Y le cuesta, no le gusta. Casi le dan arcadas.
«Me sabe a metal«, dice. «No se siente natural, está muy quemado, no es dulce ni ácido».
En la mesa de al lado hay dos jóvenes mujeres charlando alrededor de lo que acá se conoce como un «tinto», un café negro de sabor fuerte. Cuesta 3.300 pesos (US$1).
Liliana Palacio, una de ellas, psicóloga, comenta: «Este el café que hemos tomado desde niñas, o hasta más bueno, porque acá es fresco, no es el tinto recalentado como se acostumbra».
A diferencia de muchas oficinas, restaurantes u hogares colombianos, esta cafetería prepara el café al instante y con máquinas de espresso. Aún, así los aromas y sabores frutales que se esperan de un buen café parecen estar eclipsados por un gusto a quemado, fuerte, y amargo.
Ortiz, el barista, no se lo puede terminar: «La gente me dice que (soy) esnob, pero nos dijeron que teníamos el mejor café del mundo y la realidad es que nuestro mejor grano se exporta y los perjudicados somos los consumidores y cultivadores».
Colombia, país sinónimo de café, produce 14 millones de sacos de 60 kg al año aproximadamente. De eso, 13 millones (un 93%) de sacos son para exportar, de acuerdo a cifras de la Federación de Cafeteros.

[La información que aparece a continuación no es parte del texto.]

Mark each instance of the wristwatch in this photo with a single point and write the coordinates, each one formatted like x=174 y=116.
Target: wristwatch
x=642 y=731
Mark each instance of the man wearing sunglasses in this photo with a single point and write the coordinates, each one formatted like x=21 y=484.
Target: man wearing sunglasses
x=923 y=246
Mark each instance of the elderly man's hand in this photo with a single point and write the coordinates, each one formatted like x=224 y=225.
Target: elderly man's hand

Según la organización, la demanda local es de 1,8 millones de sacos, y para satisfacerla el país importa de Ecuador y Perú unos 800.000 sacos de café de baja calidad (o pasilla) para el consumo interno.
Así es: la mayoría del café que se toma en Colombia —en especial las marcas más vendidas: Sello Rojo y Colcafé— no es bien visto por paladares expertos y gran parte de lo que se consume, al menos desde 2005, no es producido en el país.
El nuevo colombiano
Durante las primeras décadas del siglo XX, Colombia se convirtió en el segundo exportador de café en el mundo después de Brasil, puesto que mantuvo hasta 2011, cuando fue alcanzado por Vietnam.

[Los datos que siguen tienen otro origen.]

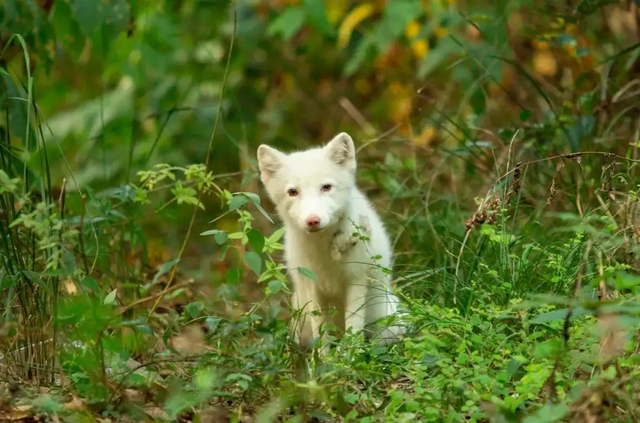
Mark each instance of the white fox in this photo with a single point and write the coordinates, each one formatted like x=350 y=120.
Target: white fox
x=316 y=196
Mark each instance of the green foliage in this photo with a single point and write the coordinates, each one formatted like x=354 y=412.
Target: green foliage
x=125 y=303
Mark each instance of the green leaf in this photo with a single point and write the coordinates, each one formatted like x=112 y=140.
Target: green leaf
x=559 y=315
x=547 y=349
x=88 y=14
x=308 y=273
x=288 y=23
x=218 y=235
x=194 y=309
x=626 y=280
x=237 y=202
x=445 y=48
x=549 y=413
x=256 y=239
x=397 y=15
x=111 y=297
x=90 y=283
x=232 y=276
x=213 y=323
x=317 y=16
x=254 y=262
x=364 y=46
x=275 y=286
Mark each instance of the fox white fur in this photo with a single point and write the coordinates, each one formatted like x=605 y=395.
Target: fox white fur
x=349 y=272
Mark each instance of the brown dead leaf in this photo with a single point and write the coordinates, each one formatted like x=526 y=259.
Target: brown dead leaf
x=134 y=396
x=190 y=342
x=155 y=412
x=612 y=337
x=76 y=404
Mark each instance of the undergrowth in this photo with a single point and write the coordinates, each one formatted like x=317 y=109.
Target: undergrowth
x=520 y=284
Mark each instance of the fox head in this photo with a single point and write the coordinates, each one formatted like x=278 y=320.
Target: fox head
x=310 y=188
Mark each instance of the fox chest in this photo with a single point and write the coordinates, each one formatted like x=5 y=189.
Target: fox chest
x=329 y=276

Hoy está entre el tercer y cuarto lugar, según la Organización Internacional del Café.
El café, según historiadores, es responsable de la industrialización del país; fue la puerta al capitalismo mundial, una posibilidad de estabilidad para un país pobre y violento.

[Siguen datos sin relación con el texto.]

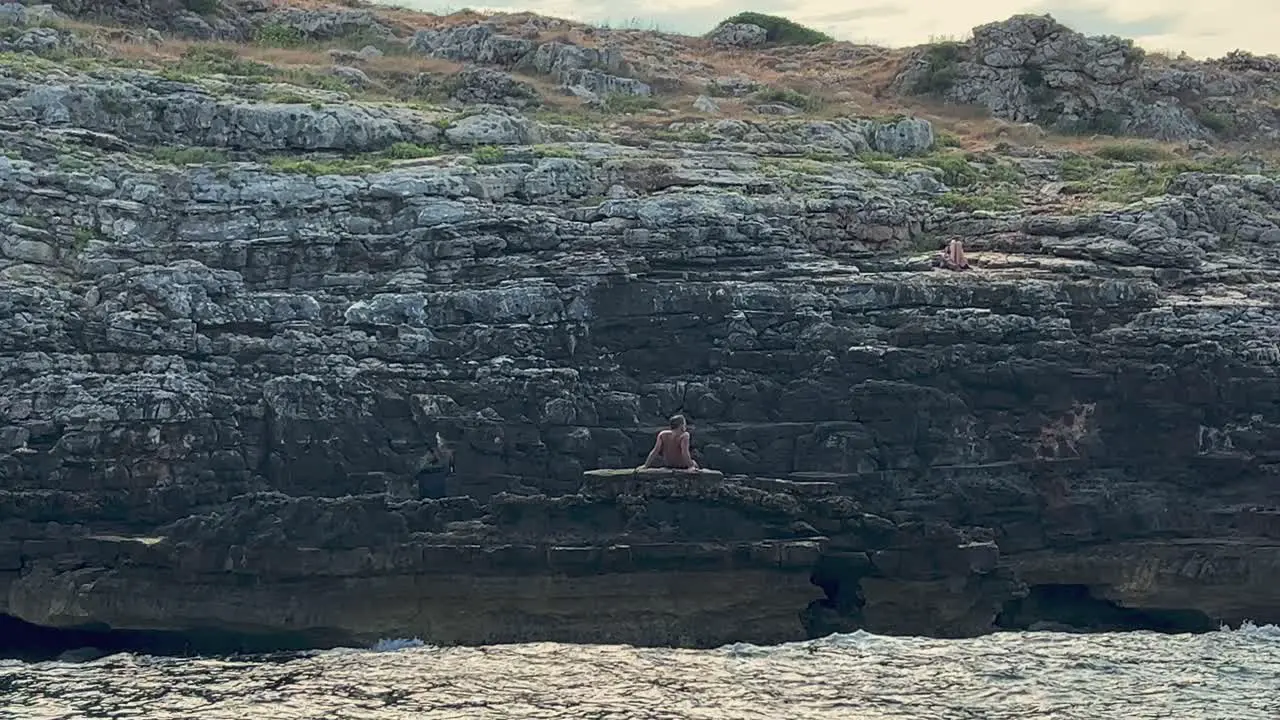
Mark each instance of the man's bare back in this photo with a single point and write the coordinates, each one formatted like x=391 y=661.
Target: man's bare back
x=671 y=449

Ni la quina ni el tabaco, que antes dominaban la producción nacional, lograron formar una economía que conectara, al menos parcialmente, a las principales regiones del país.
El café permitió el acceso a importaciones, desarrolló el principal río del país (el Magdalena) y dio trabajo a millones de familias.
Generó, incluso, una cultura del trabajo: «Si en toda existencia hay una escala jerárquica de valores, son los de índole económica los valores que vive el nuevo hombre colombiano. Hay en él un mayor acento de la utilidad«, escribió en los años 40 el sociólogo Luis Eduardo Nieto en su reconocido «El café en la sociedad colombiana».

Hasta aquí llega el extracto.